金正日のこのようなやり方は、2000年に金大中元大統領を平壌順安空港に出迎えた金正日が、素早く金元大統領を自分の乗用車に乗せて百花園招待所まで走った場面をそのまま連想させる。金正日のそうした「ショー」は米国に見せるための行動だ。「私たちは今、わが民族どうしで話す」と米国にプロパガンダするためのものである。
今回の金大中元大統領弔問団の訪問も、大きくは韓米離間策の一環であり、韓国の内部対立誘発を狙ったものであり、李明博政権を圧迫するためのものだ。金正日は、相変わらず「通米封南」を追及している。北朝鮮の「通米封南」は一種の対韓国戦略戦術の「DNA」 のようになっていると見れば間違いない。
韓国政府がこうした戦術の本質を理解しているだろうとの前提で、今回の弔問団問題に関して、一つ二つ釘を刺しておきたいことがある。
第一に、今回の弔問団を「私設弔問団」と規定して、政府は公式的協議や対話に応ずる必要がないということだ。政府が弔問団と公式に会おうとするならば、まずは朴ワンジャさん、開城工団のユさん抑留など、正常または通常の南北関係を害した行為に対しての謝罪を受けてから考慮すればよい。
第二に、政府が非公式的にでも会う必要があったら、金己男や金養健より職責が低い情報機関関係者が会った方がよい。それは「あなた方が韓国へ来たので身辺の安全は保障するが、しかし大韓民国政府は北朝鮮の非人道的行為に怒っている状態」という事実を明確に伝達する必要があるからだ。
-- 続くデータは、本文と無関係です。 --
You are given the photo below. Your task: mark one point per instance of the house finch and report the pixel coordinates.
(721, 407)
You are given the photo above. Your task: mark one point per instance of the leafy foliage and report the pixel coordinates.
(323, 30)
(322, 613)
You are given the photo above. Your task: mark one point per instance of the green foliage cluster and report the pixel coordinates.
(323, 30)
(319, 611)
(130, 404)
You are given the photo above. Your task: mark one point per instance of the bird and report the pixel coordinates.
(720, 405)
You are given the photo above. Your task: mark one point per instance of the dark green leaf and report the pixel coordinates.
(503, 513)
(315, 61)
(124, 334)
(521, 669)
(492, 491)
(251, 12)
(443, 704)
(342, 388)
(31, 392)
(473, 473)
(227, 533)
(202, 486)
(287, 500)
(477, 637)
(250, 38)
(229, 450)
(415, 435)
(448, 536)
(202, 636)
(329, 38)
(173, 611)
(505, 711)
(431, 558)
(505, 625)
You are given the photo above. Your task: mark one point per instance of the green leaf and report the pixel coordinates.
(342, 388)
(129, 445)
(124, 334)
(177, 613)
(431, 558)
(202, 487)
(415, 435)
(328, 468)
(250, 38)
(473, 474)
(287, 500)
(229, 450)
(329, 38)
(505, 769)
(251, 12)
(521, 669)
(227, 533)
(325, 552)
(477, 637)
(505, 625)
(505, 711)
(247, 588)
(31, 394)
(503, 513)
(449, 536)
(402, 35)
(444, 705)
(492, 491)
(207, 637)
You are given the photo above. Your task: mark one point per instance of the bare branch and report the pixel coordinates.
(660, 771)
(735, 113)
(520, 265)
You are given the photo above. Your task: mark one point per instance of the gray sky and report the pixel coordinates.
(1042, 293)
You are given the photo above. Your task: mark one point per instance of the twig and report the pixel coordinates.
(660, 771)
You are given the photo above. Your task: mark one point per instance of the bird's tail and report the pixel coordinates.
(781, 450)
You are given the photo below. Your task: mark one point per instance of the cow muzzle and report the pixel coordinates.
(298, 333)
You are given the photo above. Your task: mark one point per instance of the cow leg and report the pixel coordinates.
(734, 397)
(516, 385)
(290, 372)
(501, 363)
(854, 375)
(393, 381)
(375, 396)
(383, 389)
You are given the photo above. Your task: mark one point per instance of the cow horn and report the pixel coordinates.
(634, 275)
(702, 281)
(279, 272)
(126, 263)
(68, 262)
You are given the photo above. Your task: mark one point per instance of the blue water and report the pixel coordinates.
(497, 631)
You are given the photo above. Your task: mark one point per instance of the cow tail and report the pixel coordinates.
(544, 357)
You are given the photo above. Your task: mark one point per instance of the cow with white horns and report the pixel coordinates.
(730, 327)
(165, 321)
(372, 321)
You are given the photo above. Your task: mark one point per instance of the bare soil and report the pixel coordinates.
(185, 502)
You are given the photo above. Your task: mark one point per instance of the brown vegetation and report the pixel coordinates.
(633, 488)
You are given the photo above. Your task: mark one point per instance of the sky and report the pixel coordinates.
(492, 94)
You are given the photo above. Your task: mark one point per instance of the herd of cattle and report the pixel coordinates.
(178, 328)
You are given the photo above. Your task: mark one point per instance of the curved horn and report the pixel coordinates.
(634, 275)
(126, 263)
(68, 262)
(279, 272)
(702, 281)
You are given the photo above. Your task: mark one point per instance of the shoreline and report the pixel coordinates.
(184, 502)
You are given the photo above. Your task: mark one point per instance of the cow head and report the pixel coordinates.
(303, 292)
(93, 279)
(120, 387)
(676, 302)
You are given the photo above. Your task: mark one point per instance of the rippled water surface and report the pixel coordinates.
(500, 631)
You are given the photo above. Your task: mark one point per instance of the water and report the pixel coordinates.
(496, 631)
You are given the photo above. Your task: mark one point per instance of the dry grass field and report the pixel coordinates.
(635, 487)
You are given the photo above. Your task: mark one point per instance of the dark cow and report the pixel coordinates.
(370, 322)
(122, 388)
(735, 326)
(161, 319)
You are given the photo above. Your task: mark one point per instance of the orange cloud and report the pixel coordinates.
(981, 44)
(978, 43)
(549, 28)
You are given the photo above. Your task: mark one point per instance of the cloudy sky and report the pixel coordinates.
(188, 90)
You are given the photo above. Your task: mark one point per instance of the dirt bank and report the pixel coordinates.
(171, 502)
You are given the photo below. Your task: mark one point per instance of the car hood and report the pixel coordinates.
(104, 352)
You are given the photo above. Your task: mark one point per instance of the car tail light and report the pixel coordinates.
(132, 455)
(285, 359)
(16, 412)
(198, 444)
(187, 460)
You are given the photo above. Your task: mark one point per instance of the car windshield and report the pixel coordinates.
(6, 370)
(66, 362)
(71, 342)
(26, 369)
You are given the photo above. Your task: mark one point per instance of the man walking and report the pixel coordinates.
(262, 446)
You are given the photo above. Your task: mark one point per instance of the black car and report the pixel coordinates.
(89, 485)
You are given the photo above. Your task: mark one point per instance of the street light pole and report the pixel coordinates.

第三に、もし今後の対北朝鮮戦略のために、統一部長官が必ず会わなければならない状況であるなら、統一部長官が金己男書記と金養健部長に謝罪を求めている姿を言論公開することも一つの方法となる。
しかし基本的には、今回の弔問団を「私設弔問団」と規定して、政府はそれに相応する行動をとった方がよいだろう。現在コーナーに追い込まれているのは、国際社会の制裁を受けている金正日政権であって、大韓民国政府ではない。今は米国含めた国連会員諸国が対北朝鮮制裁をしている局面である。